Anyway, the Flames spent the rest of the game as the better team, even if the flow flagged at times and neither team was accomplishing much. Calgary bounced back nicely from a fluky goal from Scott Niedermayer with Bourque scoring on yet another breakaway. Of course, the best part of that goal was the goat on the play, Corey Perry. It was nice to see as the comments piled on Perry that even his stint helping Canada win the gold medal didn’t raise him above the level of “despised” in the eyes of fans of every other NHL team (to give him credit, he may have moved up from “hated” to “despised”, so that’s something).

Bourque had switched on for Hagman part way through this shift and it was Iggy who made the play to spring Bourque for the breakaway.  However, this was one of the few shifts they played together after the first period, as Sutter appeared to want to match Conroy/Bourque with Getzlaf et al.  They did a good job keeping the chances for the big line down, but weren't the only ones.  As noted, Getzlaf played a ton and saw a lot of Iginla's line and even a couple of minutes against each of the 3rd and 4th liners.  With all that, neither he nor the rest of the Ducks generated much at even strength. 

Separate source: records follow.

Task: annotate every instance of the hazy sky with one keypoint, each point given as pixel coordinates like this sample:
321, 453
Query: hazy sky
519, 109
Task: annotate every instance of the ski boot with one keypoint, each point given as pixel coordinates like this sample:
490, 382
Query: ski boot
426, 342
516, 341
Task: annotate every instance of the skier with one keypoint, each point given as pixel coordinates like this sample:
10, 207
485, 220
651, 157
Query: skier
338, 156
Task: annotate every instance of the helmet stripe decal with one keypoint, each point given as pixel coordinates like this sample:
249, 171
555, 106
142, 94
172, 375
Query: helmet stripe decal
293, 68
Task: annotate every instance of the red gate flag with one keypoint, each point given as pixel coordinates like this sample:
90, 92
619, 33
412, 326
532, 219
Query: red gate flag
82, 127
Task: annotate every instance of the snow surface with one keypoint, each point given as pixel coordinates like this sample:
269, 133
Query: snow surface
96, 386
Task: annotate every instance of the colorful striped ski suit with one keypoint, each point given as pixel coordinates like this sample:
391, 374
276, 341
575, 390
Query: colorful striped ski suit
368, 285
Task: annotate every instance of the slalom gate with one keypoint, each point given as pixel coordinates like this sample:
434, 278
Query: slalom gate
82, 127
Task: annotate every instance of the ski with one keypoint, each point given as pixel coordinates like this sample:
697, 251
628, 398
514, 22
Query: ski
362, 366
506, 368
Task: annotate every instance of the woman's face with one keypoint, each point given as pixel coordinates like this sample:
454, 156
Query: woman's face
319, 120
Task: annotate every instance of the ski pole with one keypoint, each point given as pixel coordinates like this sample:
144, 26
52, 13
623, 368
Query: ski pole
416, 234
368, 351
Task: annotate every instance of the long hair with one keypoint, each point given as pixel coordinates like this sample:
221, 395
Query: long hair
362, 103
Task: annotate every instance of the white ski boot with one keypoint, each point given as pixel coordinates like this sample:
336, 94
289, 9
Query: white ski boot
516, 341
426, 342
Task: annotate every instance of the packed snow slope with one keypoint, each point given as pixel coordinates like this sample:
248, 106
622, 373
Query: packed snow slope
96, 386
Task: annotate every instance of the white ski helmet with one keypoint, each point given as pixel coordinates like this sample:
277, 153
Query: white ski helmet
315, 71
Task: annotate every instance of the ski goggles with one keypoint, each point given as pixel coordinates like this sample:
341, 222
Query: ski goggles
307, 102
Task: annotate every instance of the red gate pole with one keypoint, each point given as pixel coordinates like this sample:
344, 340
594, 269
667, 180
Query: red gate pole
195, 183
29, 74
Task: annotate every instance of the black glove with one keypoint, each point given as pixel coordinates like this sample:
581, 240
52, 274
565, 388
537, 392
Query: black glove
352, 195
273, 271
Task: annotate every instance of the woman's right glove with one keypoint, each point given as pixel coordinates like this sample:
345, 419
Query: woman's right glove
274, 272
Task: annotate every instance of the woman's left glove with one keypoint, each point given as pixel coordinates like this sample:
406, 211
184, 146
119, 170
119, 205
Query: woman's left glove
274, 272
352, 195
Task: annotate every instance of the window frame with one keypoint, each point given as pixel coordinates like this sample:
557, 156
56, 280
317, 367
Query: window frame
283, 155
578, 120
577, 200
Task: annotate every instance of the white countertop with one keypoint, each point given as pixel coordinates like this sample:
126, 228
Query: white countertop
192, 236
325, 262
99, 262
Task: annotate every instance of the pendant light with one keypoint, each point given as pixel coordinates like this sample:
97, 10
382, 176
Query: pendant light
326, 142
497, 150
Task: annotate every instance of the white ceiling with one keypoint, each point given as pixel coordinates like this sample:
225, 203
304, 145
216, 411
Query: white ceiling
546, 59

And, most importantly, they generated nothing on the power play. Because they didn’t have any power plays. Of course, this may have been the biggest factor in the game – Anaheim generates much of their offense beyond the big three from the power play and the Flame discipline was striking in this game. The Fox Sports announcers spent much of the first period talking up the Duck offense from guys like Jason Blake or Teemu Selanne, but all the goals they were talking about from recent games seemed to be powerplay goals. Without that extra man, those guys were nearly invisible. It bears repeating – if the Flames are to be successful with the lineup they’ve built (roll four lines, no “top line”), they have to beat up on teams that have one line, and that only works if they’re not giving up power plays.

The third period played out as all a Flame fan could ask.  Protecting a lead by not going into the shell.  Countering Anaheim pressure with odd-man rushes which lead to great scoring chances.  A nice goal by a player who clearly needed one.  Niklas Hagman had his best game as a Flame.  Not only did he score off a great feed from Iggy, but he could have scored three or four more.  In the second period, he had one rush down the right side which reminded me why I was happy he was acquired from the Leafs.  He beat his D-man one on one to the outside and before going around the back of the net, cut neatly to the front of the net and created a dangerous chance.  I felt like I'd seen that against the Flames more than once when he was in Dallas, and while it didn't end up in the net, the puck stayed in the Duck end for another 30 seconds.  Once again, we're left hoping that this was the first of at least ten games with this kind of effort and production.

In the end, the advanced numbers don’t really tell the story of this game – there were some big Corsi plusses and minuses that don’t really make sense to me. It was a good effort and a win, one more game that temporarily staves off elimination. Now the Flames hit the road for a big three game trip. Bring on the Islanders.